E1915. Pneumatosis Intestinalis: A Case-Based Approach Throughout the GI Tract
  1. Sowmiya Murali ; University of New Mexico
  2. Lisa Richardson; University of New Mexico
  3. William Thompson ; University of New Mexico
Pneumatosis, an imaging finding often seen on Computed Tomography (CT) or abdominal radiograph, is the presence of air within the gastrointestinal mucosal wall which can occur anywhere in the gastrointestinal tract. Pneumatosis can be classified as either benign or life threatening. Benign pneumatosis is often asymptomatic, self-limiting, and often managed conservatively. Life-threatening pneumatosis on the other hand, refers to a clinically worrisome scenario where prompt intervention, such as surgery is necessary due to bowel necrosis). As the treatment of pneumatosis varies significantly, the distinction between the two is critical. There are numerous causes of benign and life threatening pneumatosis. Our purpose is to familiarize radiologists with causes of benign and life-threatening pneumatosis to help aid in characterization, as the radiologist will encounter pneumatosis in the emergency, inpatient and outpatient settings.

Educational Goals / Teaching Points
After viewing this exhibit, the learner will have a more comprehensive understanding of typical and atypical findings of pneumatosis in the esophagus, stomach, small bowel and large bowel with an emphasis on benign and life-threatening etiologies of pneumatosis.

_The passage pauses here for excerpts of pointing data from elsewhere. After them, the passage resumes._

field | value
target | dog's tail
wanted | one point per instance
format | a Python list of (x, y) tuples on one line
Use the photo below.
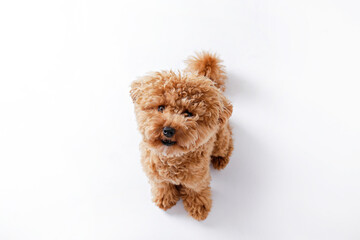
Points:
[(208, 65)]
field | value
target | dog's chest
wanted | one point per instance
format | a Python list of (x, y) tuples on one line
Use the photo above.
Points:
[(173, 170)]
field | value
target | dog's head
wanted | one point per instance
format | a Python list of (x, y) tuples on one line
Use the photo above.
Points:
[(178, 113)]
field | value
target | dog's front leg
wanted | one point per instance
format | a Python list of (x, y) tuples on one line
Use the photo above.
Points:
[(165, 194), (197, 199)]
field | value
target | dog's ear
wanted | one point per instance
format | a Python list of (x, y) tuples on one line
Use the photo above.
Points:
[(226, 110), (135, 90)]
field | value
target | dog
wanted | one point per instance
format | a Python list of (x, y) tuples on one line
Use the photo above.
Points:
[(183, 119)]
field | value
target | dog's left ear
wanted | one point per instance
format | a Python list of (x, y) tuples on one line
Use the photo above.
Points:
[(226, 110)]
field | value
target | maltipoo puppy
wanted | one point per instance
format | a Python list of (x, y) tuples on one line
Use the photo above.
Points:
[(183, 119)]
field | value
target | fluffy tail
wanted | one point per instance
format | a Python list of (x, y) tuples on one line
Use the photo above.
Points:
[(208, 65)]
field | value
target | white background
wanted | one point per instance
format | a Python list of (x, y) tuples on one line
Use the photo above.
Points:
[(69, 158)]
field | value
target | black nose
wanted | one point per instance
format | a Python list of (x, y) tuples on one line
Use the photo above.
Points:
[(168, 131)]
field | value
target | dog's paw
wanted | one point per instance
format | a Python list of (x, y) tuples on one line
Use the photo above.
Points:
[(219, 162), (166, 200), (198, 211), (197, 206)]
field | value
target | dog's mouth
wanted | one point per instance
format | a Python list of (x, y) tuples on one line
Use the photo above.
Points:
[(167, 142)]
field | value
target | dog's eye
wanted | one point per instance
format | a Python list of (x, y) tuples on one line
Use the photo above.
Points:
[(161, 108), (187, 113)]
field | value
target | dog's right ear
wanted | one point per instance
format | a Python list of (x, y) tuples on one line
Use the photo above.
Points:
[(135, 90)]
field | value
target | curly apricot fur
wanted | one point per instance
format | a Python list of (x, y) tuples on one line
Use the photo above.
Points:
[(183, 168)]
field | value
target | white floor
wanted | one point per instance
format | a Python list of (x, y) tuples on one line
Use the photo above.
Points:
[(69, 159)]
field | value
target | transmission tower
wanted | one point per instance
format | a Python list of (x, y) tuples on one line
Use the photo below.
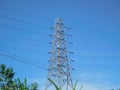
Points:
[(59, 69)]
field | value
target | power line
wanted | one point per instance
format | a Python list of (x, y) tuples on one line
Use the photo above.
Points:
[(15, 19), (16, 12), (21, 59)]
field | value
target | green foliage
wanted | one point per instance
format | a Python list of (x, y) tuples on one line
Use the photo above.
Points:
[(34, 86), (7, 82), (6, 77), (54, 84)]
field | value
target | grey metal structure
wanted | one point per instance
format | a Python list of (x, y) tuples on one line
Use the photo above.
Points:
[(59, 68)]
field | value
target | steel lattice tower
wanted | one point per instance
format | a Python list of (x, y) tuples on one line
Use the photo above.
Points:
[(59, 67)]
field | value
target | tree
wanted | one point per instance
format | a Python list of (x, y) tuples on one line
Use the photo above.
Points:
[(7, 82), (6, 77), (34, 86)]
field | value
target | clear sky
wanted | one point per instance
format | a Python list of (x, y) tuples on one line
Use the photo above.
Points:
[(24, 31)]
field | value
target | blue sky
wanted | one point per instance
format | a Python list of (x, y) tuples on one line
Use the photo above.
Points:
[(24, 31)]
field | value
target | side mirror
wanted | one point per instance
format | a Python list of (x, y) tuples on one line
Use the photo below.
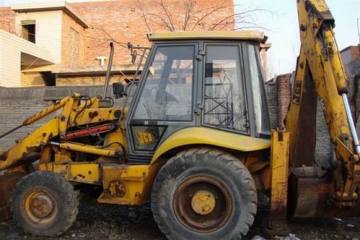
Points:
[(119, 90)]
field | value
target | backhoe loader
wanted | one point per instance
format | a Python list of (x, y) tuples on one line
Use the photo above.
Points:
[(195, 140)]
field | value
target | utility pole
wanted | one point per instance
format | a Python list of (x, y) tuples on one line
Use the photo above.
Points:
[(358, 24)]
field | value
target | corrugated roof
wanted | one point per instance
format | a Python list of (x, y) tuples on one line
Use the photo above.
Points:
[(50, 6)]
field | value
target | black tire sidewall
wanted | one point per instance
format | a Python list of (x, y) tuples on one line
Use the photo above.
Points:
[(178, 170), (61, 191)]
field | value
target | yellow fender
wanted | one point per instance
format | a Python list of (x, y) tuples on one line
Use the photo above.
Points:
[(211, 137)]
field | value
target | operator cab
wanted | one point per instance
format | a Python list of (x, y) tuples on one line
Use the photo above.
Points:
[(193, 79)]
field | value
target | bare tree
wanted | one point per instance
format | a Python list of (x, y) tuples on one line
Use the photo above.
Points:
[(192, 15)]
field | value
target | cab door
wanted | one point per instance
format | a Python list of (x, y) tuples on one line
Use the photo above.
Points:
[(164, 101)]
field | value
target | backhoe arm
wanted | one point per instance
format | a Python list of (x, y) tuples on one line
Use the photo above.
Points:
[(320, 63)]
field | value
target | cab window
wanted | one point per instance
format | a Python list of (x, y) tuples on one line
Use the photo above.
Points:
[(167, 94), (224, 98)]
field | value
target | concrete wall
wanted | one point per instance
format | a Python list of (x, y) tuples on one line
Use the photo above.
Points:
[(48, 30), (11, 47)]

Key Anatomic/Physiologic Issues and Imaging Findings/Techniques
CT and abdominal radiography are imaging techniques used to diagnose pneumatosis, with CT shown to be more sensitive. Imaging features of pneumatosis intestinalis include bubbly or linear gas pattern with the bowel wall. Ascites, bowel wall dilation, absence or decreased bowel wall enhancement, hepatoportal or portomesenteric venous gas, bowel wall thickening, or arterial or venous occlusion are additional imaging features that aid in the characterization of life-threatening pneumatosis.

The imaging appearance of benign and life-threatening PI may look similar and will require correlation with physical examination and laboratory values. It is crucial to effectively distinguish between benign and life-threatening PI as the management varies significantly. Becoming familiar with the many causes of PI may help radiologists guide appropriate management.